I got an email from a friend commenting on how hard it was to invest in a solid church community given that he would only be around the area for a few months. Somehow, though I will probably be here a good few years at least, I seem to have motivations similar to someone who's just passing through a town. Since I have friends in Houston, family in California, it's difficult to see myself giving either of those up to stay here long-term. The whole feel of Austin seems much too "cool" as well, and I don't really feel like I fit in well with "cool" kids (hence I loved Rice).
In the end though, I still believe I should make the most of my time here. While I don't THINK I'll have the college experience all over again, forming deep friendships everywhere I go, I KNOW I won't get anything done isolating myself either.

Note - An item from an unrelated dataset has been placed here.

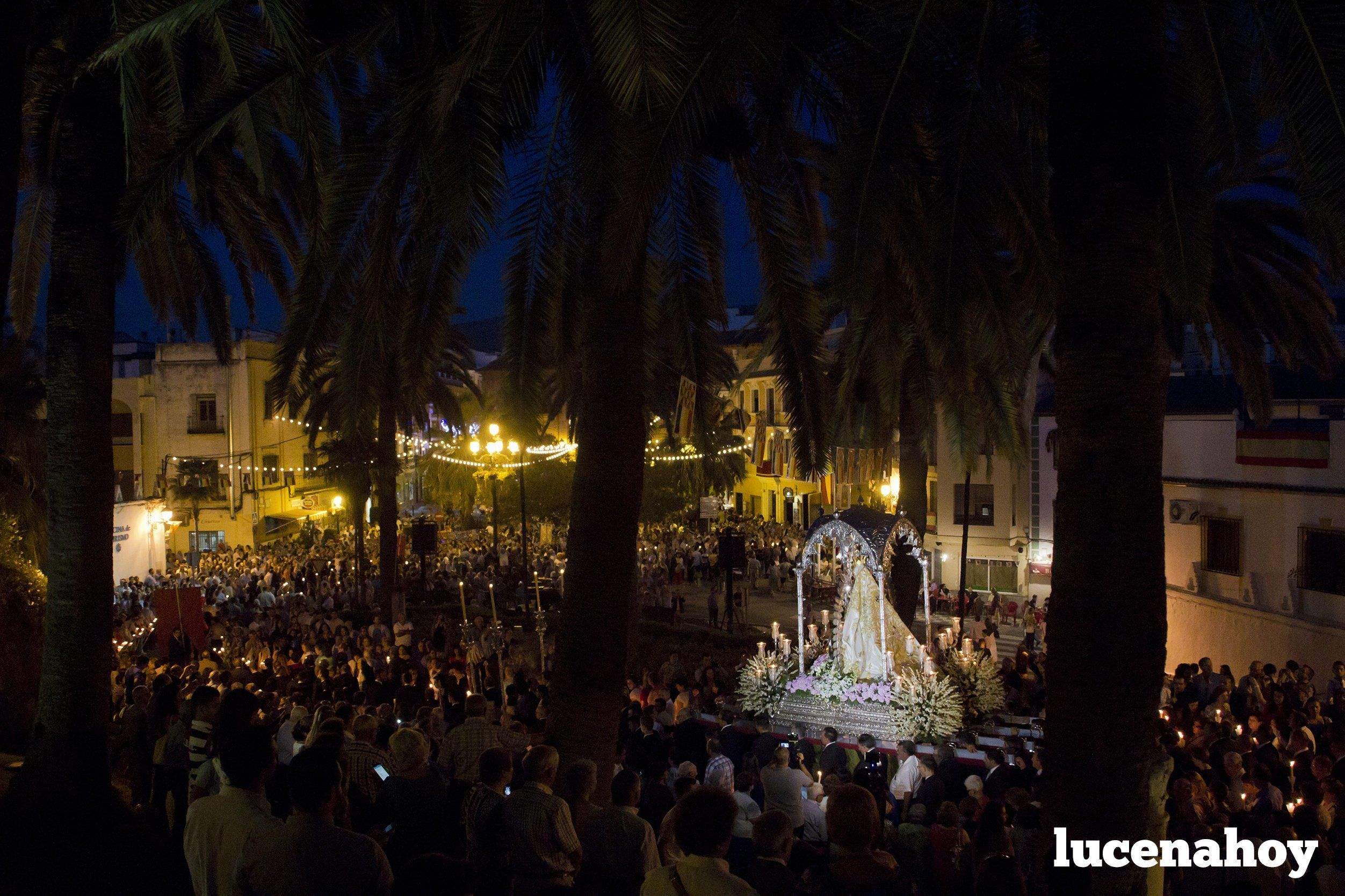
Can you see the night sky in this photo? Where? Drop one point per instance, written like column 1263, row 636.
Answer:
column 482, row 290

Any thoughts/experiences/advice on adapting to a new place?

Friday, March 6, 2009

old (therefore young) version of billy graham

http://theologica.blogspot.com/2009/03/billy-graham-at-harvard-47-years-ago.html

Here's a set of audio clips I found interesting for the following reasons - one, they're Billy Graham at Harvard, speaking to a much different and more academically oriented audience than he typically does. Secondly, it's interesting to hear what kind of talks evangelicals gave 47 years ago compared to today. Graham's style has definitely carried over to most churches, and you can hear that in the talk as well. You can see the way he approached and interpreted issues of his time as well (Communism, moral flippancy, etc).